One of the most important decisions a retiree faces is when to apply for Social Security benefits. This is not a decision to be made lightly; the lifetime, inflation-adjusted income promised by Social Security makes it one of a retiree’s most significant assets. If you were to calculate the present value of a person’s Social Security income stream, it would rival the lump sum many people have in their 401(k) plans at retirement. While the Social Security “asset” may not be managed in the traditional way, pre-retirees can enhance its value by building a strong earnings record and applying for benefits at the optimal time. The basic choices for applying for Social Security are these:
- Apply at age 62 and receive a reduced benefit for life
- Apply at full retirement age and receive full benefits for life
- Apply at age 70 and receive an additional credit for life
You may apply for Social Security anytime between the ages of 62 and 70, but we often use these ages to show the minimum and maximum amounts. Full retirement age is now 66, for anyone born between 1943 and 1954. When full retirement age was 65, the penalty for taking early benefits was lower than it is now. Likewise, the credit for delaying benefits was lower than it is now. These adjustments, combined with longer life expectancies, are making it more advantageous for today’s retirees to delay benefits to age 70.
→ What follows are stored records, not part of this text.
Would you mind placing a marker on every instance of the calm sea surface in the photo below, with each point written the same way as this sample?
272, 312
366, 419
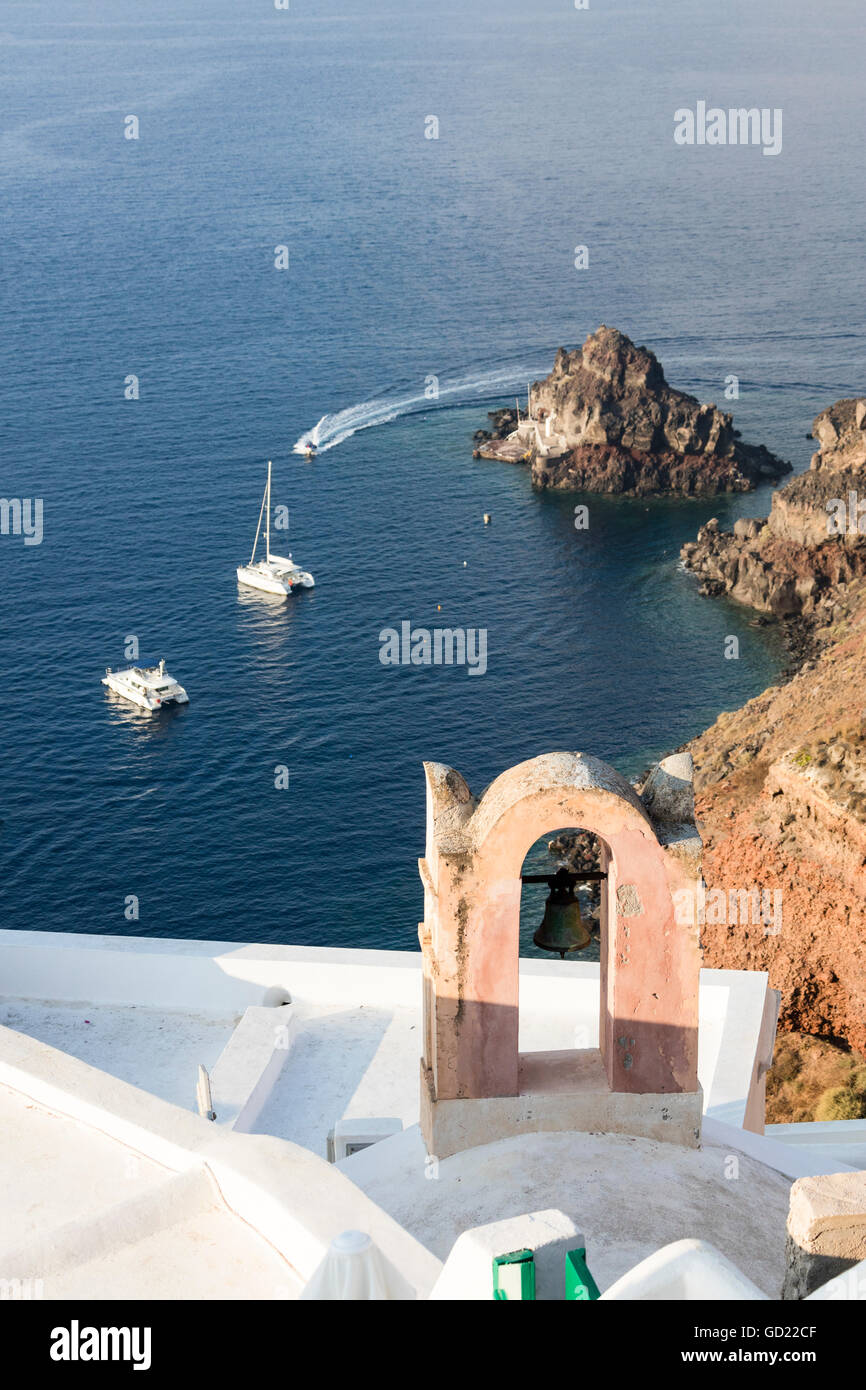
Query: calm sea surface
409, 259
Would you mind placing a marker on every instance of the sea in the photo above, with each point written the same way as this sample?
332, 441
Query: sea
230, 227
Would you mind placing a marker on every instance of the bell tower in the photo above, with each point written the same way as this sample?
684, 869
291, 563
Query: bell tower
642, 1079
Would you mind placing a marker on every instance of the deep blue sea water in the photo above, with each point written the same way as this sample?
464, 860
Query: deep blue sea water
407, 259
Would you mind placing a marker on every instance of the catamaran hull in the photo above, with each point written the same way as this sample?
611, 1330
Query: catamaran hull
271, 584
143, 701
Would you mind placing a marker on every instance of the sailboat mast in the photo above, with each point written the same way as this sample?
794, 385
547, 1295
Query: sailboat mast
259, 527
267, 521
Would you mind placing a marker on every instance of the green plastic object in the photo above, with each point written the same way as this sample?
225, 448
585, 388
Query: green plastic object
580, 1285
515, 1276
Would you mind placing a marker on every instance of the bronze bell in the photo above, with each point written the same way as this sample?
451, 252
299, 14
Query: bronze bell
562, 927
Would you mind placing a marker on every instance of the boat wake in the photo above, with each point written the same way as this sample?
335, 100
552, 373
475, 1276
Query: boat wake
480, 385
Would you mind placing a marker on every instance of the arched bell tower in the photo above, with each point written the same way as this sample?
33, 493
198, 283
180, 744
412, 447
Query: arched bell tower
642, 1079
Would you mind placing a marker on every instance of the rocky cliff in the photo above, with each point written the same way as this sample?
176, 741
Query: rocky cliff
801, 559
616, 426
781, 783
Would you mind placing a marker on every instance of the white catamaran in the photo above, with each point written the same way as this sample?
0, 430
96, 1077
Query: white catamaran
150, 687
274, 574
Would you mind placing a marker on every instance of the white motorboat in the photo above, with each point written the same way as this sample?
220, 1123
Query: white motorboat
146, 685
274, 574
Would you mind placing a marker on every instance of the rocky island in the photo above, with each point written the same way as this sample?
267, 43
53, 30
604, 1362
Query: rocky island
798, 563
781, 783
605, 420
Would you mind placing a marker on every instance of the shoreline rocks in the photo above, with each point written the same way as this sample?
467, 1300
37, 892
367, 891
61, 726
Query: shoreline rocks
781, 783
793, 566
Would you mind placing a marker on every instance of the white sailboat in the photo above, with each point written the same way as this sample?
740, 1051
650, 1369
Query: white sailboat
150, 687
274, 574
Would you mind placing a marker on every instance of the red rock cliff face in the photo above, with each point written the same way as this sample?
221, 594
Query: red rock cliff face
781, 783
622, 428
781, 802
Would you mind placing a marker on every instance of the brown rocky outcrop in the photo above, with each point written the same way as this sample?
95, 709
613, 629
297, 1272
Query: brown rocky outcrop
617, 427
795, 563
841, 435
781, 804
781, 783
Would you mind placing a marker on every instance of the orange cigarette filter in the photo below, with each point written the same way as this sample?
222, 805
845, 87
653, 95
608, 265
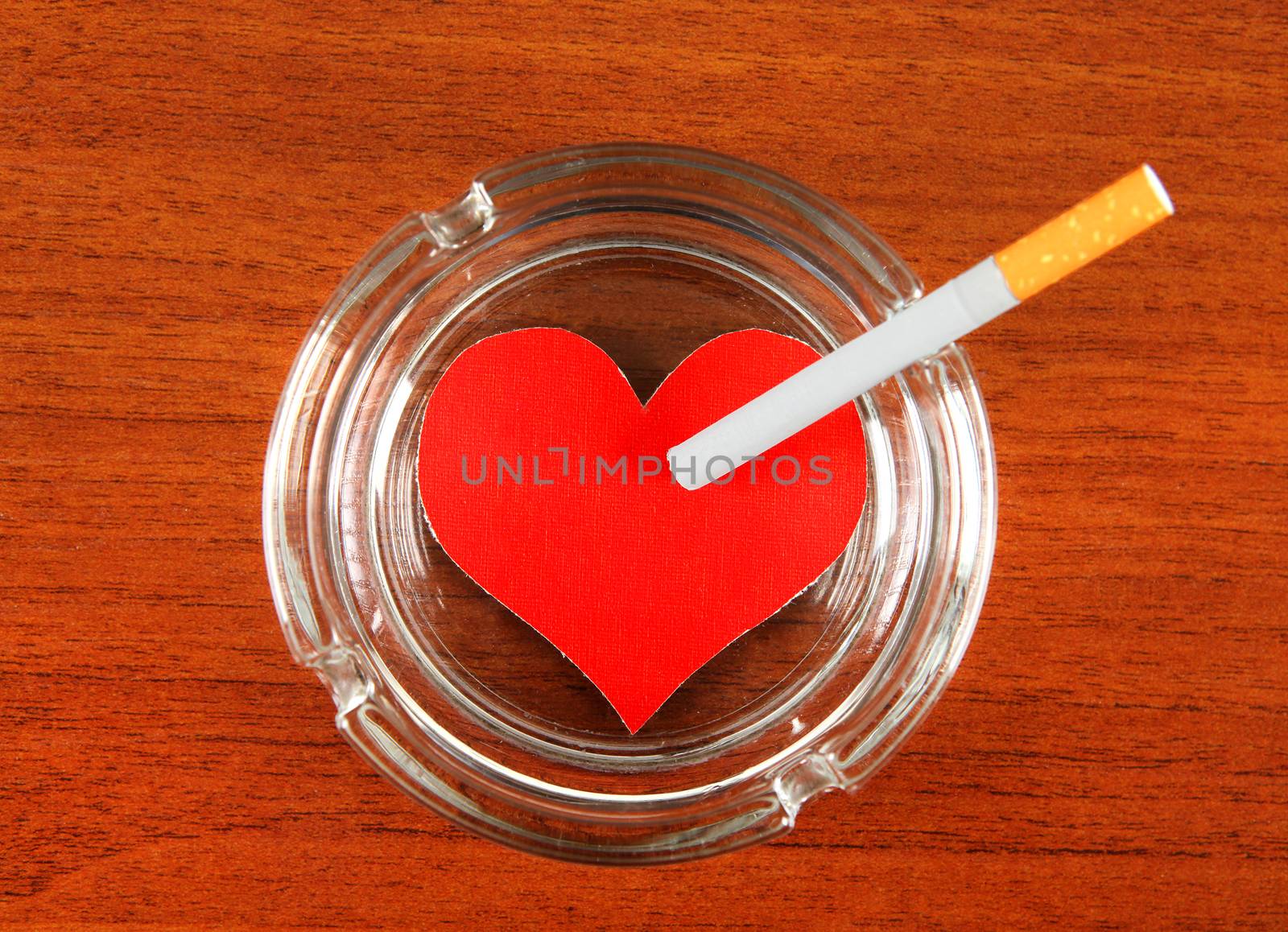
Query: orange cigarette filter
1084, 232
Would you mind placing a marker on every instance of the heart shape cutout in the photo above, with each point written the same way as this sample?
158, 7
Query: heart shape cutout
638, 581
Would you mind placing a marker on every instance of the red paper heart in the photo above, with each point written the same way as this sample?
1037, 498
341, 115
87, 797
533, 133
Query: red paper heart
638, 584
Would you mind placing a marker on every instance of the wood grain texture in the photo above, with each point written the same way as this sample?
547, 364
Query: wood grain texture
182, 187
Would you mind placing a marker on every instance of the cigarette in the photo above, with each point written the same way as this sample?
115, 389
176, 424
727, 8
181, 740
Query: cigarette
1081, 234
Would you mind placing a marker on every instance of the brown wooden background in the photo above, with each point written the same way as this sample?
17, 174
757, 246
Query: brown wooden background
180, 188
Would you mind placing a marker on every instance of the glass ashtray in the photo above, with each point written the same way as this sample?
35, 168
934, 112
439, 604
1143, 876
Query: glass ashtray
648, 251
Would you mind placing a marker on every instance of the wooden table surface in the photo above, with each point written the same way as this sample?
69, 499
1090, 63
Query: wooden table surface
182, 187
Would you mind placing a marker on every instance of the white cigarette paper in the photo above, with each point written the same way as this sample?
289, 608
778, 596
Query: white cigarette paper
1034, 262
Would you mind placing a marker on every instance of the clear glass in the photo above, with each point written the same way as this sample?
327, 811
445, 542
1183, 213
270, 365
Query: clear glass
648, 251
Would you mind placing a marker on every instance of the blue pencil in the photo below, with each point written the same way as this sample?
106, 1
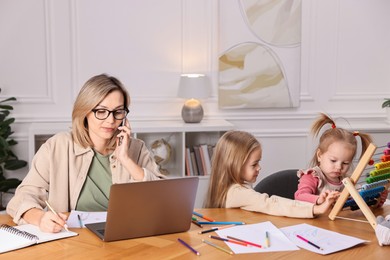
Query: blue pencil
221, 223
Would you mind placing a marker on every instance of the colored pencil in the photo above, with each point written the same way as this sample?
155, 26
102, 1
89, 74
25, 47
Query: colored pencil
188, 246
218, 247
52, 210
249, 243
229, 240
267, 239
215, 229
222, 223
311, 243
202, 216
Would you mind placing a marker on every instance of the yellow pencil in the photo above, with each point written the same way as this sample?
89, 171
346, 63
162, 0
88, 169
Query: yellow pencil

For example, here’s what a 60-year-old person with $100,000 in earnings would receive under the following scenarios:
|In Today’s Dollars||In Future Inflation Adjusted Dollars|
|Apply at age 62||$1,631||$1,699|
|Apply at age 66||$2,232||$2,599|
|Apply at age 70||$3,030||$4,004|
The traditional way of deciding when to take benefits has been to calculate the break-even age. This is the age the retiree must live beyond in order for delayed benefits to provide a higher lifetime.
However, it seems the break-even method of determining the onset of Social Security benefits leaves out several factors that can influence the age at which benefits should begin. A ground breaking paper titled “Rethinking Social Security Claiming in a 401(k) World” makes the point that today’s retirees face major risks in managing their accumulated retirement funds which generally end up in an IRA rollover account. These include investment risk, longevity risk, inflation risk, and the financial risk caused by the death of a spouse. Authors James I. Mahaney and Peter C. Carlson argue that Social Security benefits will become increasingly valuable due to their longevity protection, inflation protection, and survivor protection. In light of the risks retirees face in managing their own retirement assets, it behooves them to maximize Social Security benefits to the extent possible.
Spousal and Survivor Benefits
When the combined benefits for a married couple are taken into consideration, the analysis becomes much more complex. You must take into account each spouse’s age, their combined life expectancies, the benefit based on each spouse’s own earnings record as well as the spousal benefit, and the amount the surviving spouse would receive after the spouse dies.
Under the Senior Citizens’ Freedom to Work Act of 2000, a primary worker can “file and suspend” his own benefits upon reaching full retirement age in order to initiate spousal benefits while continuing to build delayed retirement credits for his primary benefit. Many people do not understand this rule, but it can provide the optimal solution for married couples where the spousal benefit (one-half of the primary worker’s benefit) is higher than the benefit based on the lower-earning spouse’s own earnings record and where the lower-earning spouse is younger than the primary working spouse. Of great significance is the survivor income protection this strategy provides: If the primary worker dies first, the spousal benefit will drop off and the spouse will begin receiving the primary worker’s benefit, made higher due to the delay in the onset of benefits.